Top: courtyard telescopes. Middle: Ask an Astronomer. Bottom: Phases of the Moon. Photos by Andrea Szapudi.

About 3,000 people attended the IfA Manoa Open House on April 30. This year, we had several new activities for children, including the Mars Drop, Make a Constellation, and the Solar System Search, as well as lectures, demonstrations, and displays for people of all ages.

The Mars Drop was based on NASA's rover missions to Mars, in which the rovers Spirit and Opportunity were encased in airbags that cushioned their landings on the red planet. The mission for the Mars Drop was to design a container out of everyday materials—bubble wrap, cardboard, balloons, plastic bags—that would keep a raw egg intact when it was dropped from the IfA's second floor. Happily (especially for the clean-up crew), most of the young space engineers succeeded in this mission.

Younger children enjoyed the opportunity to draw a constellation—Ursa Major, Taurus, Orion, or Canis Major. Those participating received a sky chart that showed the Honolulu sky at 8 p.m. that evening to enable them and their parents to find their constellation.

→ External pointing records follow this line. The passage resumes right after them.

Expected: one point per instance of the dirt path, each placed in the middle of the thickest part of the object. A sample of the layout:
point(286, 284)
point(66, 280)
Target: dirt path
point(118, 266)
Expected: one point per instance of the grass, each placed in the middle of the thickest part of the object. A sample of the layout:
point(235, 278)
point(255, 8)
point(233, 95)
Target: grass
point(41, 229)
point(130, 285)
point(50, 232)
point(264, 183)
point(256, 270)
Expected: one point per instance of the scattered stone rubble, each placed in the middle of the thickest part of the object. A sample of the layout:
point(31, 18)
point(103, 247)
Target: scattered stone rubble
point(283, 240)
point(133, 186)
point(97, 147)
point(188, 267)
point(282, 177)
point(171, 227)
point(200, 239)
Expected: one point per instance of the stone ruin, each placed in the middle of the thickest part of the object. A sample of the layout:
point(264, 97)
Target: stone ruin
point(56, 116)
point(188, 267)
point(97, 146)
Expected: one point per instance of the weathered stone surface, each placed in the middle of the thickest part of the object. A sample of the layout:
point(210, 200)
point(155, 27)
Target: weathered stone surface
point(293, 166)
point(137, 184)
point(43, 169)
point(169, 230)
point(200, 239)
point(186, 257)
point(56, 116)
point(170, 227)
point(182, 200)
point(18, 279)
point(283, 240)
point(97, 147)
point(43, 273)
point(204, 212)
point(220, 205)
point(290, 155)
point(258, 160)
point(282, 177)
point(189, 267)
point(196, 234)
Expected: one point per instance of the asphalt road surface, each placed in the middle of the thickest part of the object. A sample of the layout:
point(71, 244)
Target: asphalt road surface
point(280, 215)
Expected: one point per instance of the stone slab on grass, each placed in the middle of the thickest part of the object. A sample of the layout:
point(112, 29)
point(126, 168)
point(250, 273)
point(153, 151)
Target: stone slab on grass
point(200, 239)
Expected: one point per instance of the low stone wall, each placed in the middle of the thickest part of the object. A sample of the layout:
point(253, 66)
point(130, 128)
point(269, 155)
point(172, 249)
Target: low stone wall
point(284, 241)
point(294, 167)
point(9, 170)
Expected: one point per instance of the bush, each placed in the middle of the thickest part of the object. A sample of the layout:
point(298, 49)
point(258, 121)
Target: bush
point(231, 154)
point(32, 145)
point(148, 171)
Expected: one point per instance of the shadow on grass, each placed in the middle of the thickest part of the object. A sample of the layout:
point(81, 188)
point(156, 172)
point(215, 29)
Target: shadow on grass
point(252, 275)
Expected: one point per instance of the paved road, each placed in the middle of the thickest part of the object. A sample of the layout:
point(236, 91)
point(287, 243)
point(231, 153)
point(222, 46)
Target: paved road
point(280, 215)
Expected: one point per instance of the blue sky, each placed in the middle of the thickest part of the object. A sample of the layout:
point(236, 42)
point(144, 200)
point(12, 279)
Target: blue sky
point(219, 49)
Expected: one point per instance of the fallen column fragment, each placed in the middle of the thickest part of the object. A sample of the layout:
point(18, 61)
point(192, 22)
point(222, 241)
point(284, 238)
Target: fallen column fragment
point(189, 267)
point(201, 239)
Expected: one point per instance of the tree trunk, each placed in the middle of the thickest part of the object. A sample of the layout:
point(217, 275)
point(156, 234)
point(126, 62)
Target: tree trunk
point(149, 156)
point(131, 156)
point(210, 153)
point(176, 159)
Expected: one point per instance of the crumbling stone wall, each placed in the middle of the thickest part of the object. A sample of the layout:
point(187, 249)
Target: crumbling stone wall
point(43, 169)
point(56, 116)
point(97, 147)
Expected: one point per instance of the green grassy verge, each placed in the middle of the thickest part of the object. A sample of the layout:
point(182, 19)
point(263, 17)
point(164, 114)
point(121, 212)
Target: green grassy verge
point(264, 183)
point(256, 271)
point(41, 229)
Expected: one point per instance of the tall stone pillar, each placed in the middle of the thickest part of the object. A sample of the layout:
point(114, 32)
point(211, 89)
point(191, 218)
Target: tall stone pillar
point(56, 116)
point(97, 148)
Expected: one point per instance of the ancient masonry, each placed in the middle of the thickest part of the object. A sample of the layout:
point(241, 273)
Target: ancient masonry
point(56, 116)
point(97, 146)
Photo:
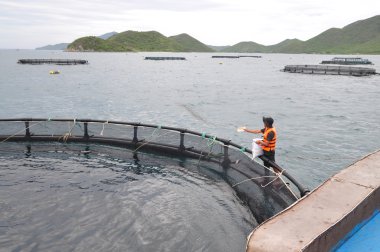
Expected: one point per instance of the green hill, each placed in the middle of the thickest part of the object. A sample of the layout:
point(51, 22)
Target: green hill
point(150, 41)
point(246, 47)
point(146, 41)
point(361, 37)
point(190, 44)
point(95, 44)
point(358, 37)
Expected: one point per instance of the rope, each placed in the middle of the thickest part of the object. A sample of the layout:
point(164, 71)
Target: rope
point(30, 126)
point(66, 136)
point(152, 137)
point(101, 132)
point(210, 143)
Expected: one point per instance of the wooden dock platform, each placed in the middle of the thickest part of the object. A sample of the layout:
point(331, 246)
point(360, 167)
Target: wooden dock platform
point(320, 220)
point(165, 58)
point(52, 61)
point(332, 70)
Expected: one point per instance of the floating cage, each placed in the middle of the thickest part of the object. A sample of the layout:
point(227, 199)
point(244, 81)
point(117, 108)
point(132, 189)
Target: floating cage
point(224, 57)
point(165, 58)
point(347, 61)
point(264, 192)
point(331, 70)
point(52, 61)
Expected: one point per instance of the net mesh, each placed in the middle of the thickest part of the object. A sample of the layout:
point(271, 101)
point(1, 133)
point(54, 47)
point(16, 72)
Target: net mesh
point(260, 188)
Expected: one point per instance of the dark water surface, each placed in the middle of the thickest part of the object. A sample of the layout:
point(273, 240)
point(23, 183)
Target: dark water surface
point(67, 201)
point(64, 202)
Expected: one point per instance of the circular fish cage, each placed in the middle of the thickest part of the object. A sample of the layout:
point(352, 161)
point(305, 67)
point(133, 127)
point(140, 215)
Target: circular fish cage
point(146, 147)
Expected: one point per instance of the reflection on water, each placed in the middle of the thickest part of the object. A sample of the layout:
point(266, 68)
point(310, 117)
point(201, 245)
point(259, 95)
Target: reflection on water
point(90, 201)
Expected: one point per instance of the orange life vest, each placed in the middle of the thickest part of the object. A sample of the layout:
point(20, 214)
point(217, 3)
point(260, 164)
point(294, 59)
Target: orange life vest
point(272, 143)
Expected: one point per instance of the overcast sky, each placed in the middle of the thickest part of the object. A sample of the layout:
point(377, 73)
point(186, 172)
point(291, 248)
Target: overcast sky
point(34, 23)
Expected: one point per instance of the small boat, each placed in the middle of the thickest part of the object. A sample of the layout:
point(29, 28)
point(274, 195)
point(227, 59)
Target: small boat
point(347, 61)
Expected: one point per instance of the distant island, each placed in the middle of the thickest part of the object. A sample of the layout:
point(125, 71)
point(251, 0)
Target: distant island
point(63, 46)
point(361, 37)
point(133, 41)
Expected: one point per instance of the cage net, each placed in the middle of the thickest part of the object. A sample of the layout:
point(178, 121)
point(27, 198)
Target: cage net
point(265, 192)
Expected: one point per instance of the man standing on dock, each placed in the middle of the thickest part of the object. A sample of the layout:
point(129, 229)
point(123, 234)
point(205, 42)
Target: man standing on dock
point(268, 144)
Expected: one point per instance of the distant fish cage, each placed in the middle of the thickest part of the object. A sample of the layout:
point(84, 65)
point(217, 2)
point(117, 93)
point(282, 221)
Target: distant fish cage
point(347, 61)
point(331, 70)
point(225, 56)
point(52, 61)
point(234, 56)
point(249, 56)
point(165, 58)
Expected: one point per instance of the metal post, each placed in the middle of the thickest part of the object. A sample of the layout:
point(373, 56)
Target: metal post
point(27, 131)
point(135, 140)
point(86, 136)
point(182, 141)
point(226, 159)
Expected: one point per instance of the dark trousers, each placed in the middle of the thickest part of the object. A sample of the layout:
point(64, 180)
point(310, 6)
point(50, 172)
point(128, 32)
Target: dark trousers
point(270, 155)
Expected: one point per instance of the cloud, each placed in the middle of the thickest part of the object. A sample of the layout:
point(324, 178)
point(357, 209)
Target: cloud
point(32, 23)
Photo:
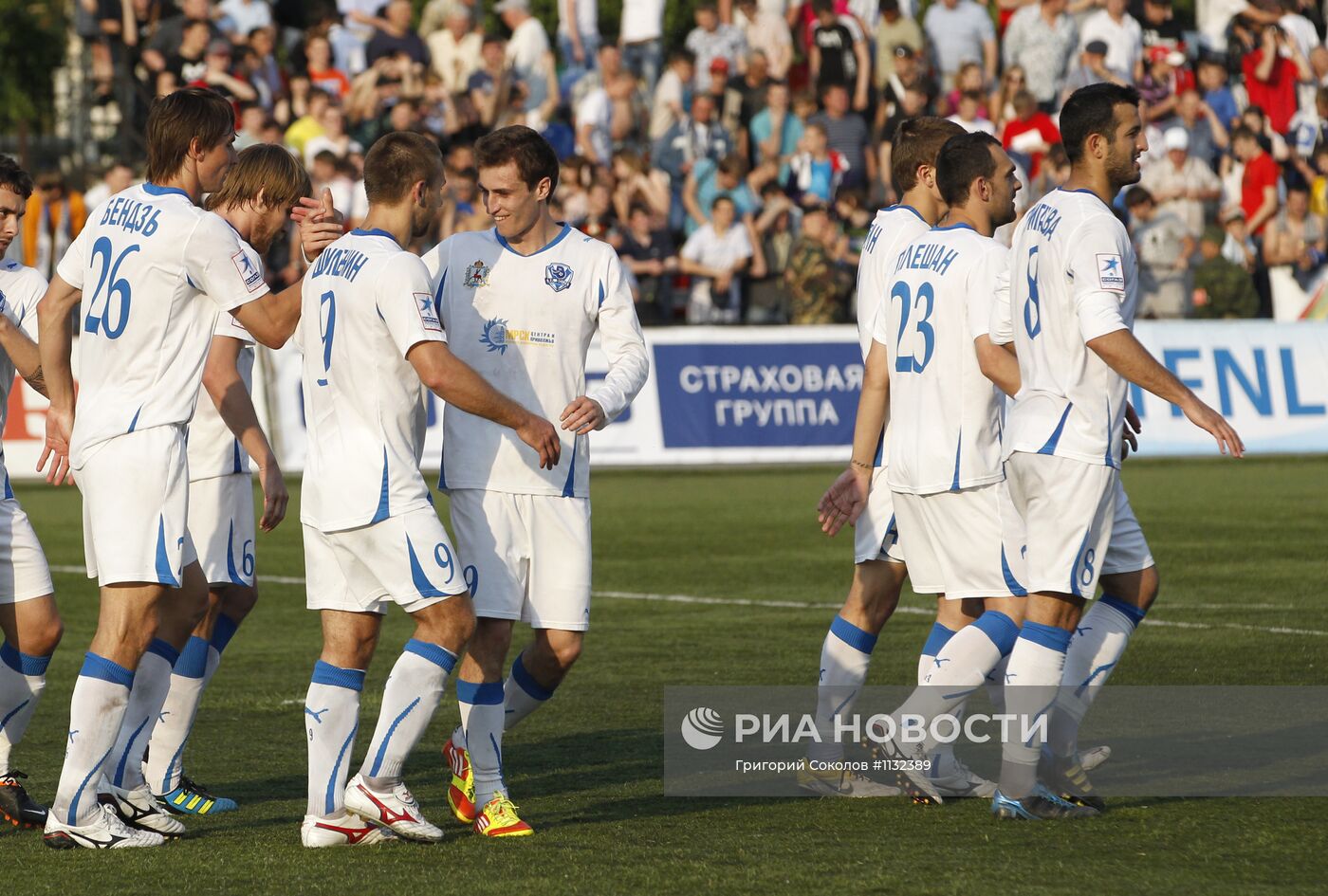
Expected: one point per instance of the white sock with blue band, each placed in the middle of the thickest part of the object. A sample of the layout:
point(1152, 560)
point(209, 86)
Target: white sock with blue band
point(409, 700)
point(23, 677)
point(845, 659)
point(331, 721)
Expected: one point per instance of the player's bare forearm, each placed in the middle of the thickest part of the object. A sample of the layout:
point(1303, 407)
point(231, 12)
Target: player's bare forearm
point(1125, 355)
point(998, 364)
point(23, 352)
point(55, 341)
point(232, 401)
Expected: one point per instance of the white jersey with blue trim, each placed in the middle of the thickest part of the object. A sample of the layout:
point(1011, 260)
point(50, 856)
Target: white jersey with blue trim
point(1073, 278)
point(365, 302)
point(892, 229)
point(212, 448)
point(525, 322)
point(145, 261)
point(20, 291)
point(947, 414)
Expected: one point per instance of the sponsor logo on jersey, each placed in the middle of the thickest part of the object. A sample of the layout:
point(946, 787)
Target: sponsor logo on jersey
point(1111, 272)
point(249, 272)
point(558, 276)
point(428, 314)
point(477, 275)
point(497, 336)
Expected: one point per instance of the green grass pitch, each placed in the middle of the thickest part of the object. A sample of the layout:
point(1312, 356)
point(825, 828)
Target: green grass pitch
point(586, 770)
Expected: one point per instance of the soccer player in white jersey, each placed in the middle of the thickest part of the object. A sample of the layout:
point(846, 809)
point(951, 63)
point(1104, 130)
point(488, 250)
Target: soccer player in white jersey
point(879, 563)
point(1069, 316)
point(225, 433)
point(521, 302)
point(152, 271)
point(28, 613)
point(372, 342)
point(929, 371)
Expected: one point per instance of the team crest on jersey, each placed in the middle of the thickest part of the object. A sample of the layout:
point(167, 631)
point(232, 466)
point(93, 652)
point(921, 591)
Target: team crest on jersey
point(249, 272)
point(558, 276)
point(1111, 272)
point(477, 275)
point(494, 336)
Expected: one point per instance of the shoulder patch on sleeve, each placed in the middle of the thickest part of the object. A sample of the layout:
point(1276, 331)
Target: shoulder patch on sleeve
point(1111, 272)
point(428, 314)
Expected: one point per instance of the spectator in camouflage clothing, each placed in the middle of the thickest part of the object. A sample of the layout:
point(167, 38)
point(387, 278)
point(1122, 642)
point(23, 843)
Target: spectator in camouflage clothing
point(1221, 288)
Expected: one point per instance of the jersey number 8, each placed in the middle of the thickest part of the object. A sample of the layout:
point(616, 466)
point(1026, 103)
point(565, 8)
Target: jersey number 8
point(912, 362)
point(117, 287)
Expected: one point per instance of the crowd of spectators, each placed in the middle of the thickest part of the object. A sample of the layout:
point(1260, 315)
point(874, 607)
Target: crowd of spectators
point(737, 170)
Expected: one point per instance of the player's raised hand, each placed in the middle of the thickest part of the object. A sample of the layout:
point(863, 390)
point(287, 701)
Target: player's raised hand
point(275, 497)
point(1215, 425)
point(540, 434)
point(1133, 427)
point(581, 415)
point(845, 501)
point(321, 223)
point(60, 425)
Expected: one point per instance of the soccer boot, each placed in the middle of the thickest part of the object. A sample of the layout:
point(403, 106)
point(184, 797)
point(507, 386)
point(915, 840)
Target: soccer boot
point(1093, 757)
point(139, 809)
point(909, 766)
point(396, 809)
point(842, 783)
point(344, 830)
point(498, 818)
point(1040, 805)
point(1066, 779)
point(461, 792)
point(106, 832)
point(953, 779)
point(16, 806)
point(193, 798)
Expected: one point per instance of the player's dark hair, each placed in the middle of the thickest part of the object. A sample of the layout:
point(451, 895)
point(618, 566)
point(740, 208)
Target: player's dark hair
point(1092, 110)
point(396, 162)
point(15, 178)
point(263, 168)
point(535, 159)
point(176, 119)
point(963, 159)
point(916, 142)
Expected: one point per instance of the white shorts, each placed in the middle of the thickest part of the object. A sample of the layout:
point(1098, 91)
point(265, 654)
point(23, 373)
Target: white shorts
point(136, 507)
point(221, 521)
point(528, 557)
point(23, 567)
point(405, 559)
point(876, 535)
point(1128, 550)
point(963, 543)
point(1068, 508)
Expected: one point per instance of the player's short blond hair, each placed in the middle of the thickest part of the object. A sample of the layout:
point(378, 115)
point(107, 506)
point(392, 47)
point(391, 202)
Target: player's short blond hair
point(267, 169)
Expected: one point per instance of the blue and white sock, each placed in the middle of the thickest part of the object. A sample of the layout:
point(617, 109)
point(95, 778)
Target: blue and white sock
point(409, 700)
point(1097, 646)
point(96, 714)
point(482, 722)
point(23, 677)
point(152, 684)
point(845, 659)
point(960, 667)
point(1033, 677)
point(522, 694)
point(331, 720)
point(938, 639)
point(165, 757)
point(222, 633)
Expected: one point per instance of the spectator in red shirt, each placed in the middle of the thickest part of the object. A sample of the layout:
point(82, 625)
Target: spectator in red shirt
point(1031, 133)
point(1271, 79)
point(1259, 182)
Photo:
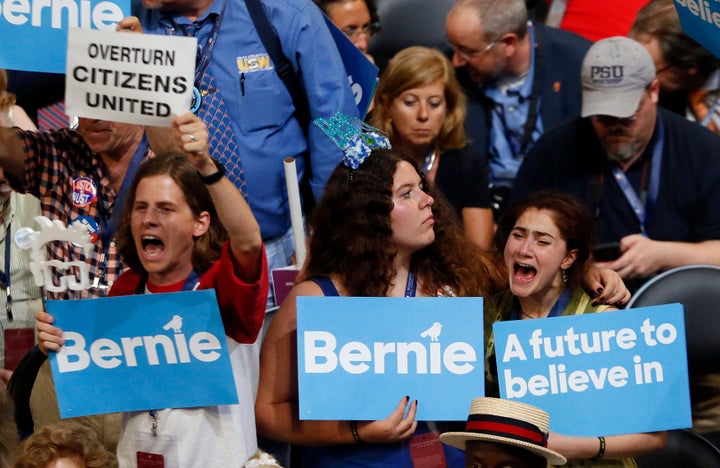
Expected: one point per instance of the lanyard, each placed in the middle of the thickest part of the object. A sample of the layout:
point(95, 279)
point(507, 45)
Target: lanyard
point(205, 51)
point(556, 311)
point(411, 285)
point(706, 121)
point(642, 207)
point(109, 221)
point(5, 275)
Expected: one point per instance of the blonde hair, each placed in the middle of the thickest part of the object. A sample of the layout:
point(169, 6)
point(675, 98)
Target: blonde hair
point(419, 66)
point(64, 440)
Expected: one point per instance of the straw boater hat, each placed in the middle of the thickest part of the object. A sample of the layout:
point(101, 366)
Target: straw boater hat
point(506, 422)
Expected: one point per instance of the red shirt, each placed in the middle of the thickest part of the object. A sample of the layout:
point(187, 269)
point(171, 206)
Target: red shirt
point(598, 19)
point(242, 305)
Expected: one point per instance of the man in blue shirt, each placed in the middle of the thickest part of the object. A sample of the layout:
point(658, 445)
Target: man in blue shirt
point(263, 121)
point(521, 80)
point(650, 176)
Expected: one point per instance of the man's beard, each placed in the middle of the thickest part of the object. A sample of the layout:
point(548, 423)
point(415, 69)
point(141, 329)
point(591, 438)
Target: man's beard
point(621, 152)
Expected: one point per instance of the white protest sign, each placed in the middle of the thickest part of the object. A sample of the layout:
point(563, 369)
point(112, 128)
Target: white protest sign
point(125, 77)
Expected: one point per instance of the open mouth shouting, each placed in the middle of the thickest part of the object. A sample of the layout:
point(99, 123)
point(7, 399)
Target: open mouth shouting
point(152, 246)
point(523, 273)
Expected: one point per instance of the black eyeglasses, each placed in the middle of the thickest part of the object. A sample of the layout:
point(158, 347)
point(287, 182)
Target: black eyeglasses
point(367, 30)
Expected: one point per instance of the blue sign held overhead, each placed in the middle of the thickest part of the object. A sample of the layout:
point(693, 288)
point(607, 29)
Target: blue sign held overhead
point(34, 32)
point(606, 373)
point(362, 73)
point(700, 19)
point(136, 353)
point(359, 356)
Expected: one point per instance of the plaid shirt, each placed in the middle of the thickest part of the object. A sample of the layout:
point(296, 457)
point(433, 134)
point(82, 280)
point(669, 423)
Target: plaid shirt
point(54, 161)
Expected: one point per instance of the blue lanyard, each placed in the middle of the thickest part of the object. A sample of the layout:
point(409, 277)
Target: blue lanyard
point(641, 209)
point(204, 51)
point(411, 285)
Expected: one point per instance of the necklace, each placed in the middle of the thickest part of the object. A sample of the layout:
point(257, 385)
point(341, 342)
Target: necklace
point(429, 162)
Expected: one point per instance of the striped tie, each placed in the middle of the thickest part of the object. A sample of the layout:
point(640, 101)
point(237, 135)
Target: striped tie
point(222, 137)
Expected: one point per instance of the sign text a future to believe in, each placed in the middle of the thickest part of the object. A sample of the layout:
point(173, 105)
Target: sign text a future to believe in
point(605, 373)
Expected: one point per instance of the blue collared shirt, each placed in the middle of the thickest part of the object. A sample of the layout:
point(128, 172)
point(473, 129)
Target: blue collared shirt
point(262, 111)
point(510, 112)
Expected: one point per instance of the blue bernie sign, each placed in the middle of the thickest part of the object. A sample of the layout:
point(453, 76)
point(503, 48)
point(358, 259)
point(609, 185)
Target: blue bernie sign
point(362, 73)
point(135, 353)
point(700, 19)
point(359, 356)
point(607, 373)
point(34, 32)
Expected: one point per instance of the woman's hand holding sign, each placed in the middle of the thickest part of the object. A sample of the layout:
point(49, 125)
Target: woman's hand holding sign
point(49, 336)
point(397, 427)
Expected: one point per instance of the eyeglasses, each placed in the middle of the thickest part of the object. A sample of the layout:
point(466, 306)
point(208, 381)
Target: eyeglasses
point(367, 30)
point(468, 54)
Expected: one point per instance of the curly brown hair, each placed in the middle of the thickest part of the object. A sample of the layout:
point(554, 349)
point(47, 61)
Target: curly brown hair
point(352, 236)
point(176, 166)
point(7, 99)
point(64, 440)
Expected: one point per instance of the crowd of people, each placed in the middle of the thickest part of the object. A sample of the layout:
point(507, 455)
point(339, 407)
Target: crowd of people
point(494, 171)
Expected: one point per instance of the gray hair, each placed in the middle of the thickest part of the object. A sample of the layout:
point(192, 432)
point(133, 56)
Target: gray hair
point(498, 17)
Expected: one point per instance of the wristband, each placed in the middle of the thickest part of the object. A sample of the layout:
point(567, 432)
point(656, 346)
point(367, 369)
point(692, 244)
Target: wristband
point(212, 178)
point(356, 435)
point(601, 450)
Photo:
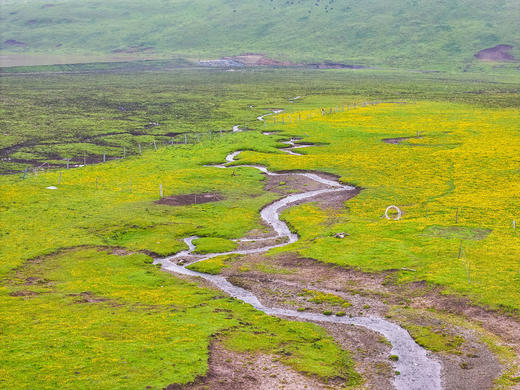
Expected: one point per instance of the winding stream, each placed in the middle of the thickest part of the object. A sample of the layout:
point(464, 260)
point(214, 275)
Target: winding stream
point(417, 370)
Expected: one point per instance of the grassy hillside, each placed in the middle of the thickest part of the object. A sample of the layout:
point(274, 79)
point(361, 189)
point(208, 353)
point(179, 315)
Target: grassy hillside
point(407, 33)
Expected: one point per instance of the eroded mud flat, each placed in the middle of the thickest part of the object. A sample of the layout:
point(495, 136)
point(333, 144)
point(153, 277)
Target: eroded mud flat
point(364, 313)
point(417, 370)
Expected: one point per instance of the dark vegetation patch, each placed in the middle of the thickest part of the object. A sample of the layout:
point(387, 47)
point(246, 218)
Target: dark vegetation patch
point(14, 42)
point(187, 199)
point(457, 232)
point(498, 53)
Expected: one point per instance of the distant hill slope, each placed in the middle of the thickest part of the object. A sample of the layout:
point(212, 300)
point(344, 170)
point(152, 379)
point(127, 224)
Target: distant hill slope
point(394, 33)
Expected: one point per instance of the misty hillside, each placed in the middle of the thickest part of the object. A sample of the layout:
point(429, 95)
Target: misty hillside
point(396, 33)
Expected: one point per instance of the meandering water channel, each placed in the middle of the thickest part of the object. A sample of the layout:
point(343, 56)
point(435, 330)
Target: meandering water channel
point(418, 371)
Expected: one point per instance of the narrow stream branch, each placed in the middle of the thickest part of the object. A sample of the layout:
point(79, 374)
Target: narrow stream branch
point(417, 370)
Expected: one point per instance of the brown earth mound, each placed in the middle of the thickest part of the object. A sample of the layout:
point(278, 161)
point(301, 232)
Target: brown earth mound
point(497, 53)
point(183, 200)
point(253, 59)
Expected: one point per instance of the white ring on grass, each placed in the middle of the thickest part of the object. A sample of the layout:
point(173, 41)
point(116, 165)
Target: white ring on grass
point(399, 213)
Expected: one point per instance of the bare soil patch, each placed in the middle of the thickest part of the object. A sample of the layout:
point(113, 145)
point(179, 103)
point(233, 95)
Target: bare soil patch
point(239, 371)
point(499, 53)
point(398, 140)
point(284, 282)
point(188, 199)
point(256, 59)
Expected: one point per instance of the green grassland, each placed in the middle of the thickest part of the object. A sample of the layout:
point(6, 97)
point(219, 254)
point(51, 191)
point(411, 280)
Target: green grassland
point(49, 118)
point(83, 306)
point(406, 33)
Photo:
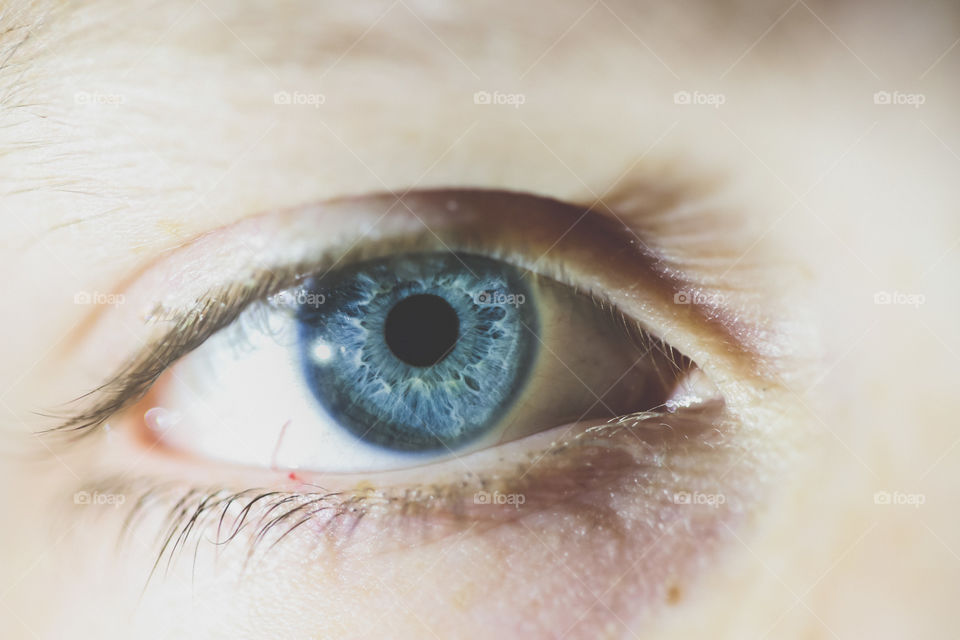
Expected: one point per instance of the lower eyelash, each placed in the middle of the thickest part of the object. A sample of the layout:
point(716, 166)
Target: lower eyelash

At the Solar System Search table, children and adults learned about the different sizes of the planets in our solar system with a hands-on scale model.  The young explorers then set out to find the "planets," which were hidden at scaled distances around the IfA grounds. Collecting a stamp from each of the hidden planets earned them a special prize.

Adults and children had the opportunity to attend two sets of family lectures that covered astronomy in Hawaii in the past (King David Kalakaua's support for astronomy), the present (the new Pan-STARRS 1 telescope on Haleakala), and the future (possibilities for new observatories in Hawaii), as well as discussions of this year's total solar eclipse, last year's Deep Impact mission to a comet, the birth of stars, the origin of Earth's oceans, dark matter and dark energy, cosmic neutrinos in Antarctica, and  killer asteroids. But perhaps the most exciting "lecture" was not a lecture at all, but a puppet show, `Ano Lani `Ano Honua, that connected traditional Hawaiian culture with modern astronomy.

Mars Drop

A parent assists her child to prepare an egg for the Mars Drop.
Photo by Kathryn Whitman.

Making Comets

Postdoctoral fellow Lisa Kewley displays the gloves needed to handle the dry ice used in the Make a Comet activity. Photo by Andrea Szapudi.

 

Making bottle rockets

Making bottle rockets. Photo by Joey Nikaido.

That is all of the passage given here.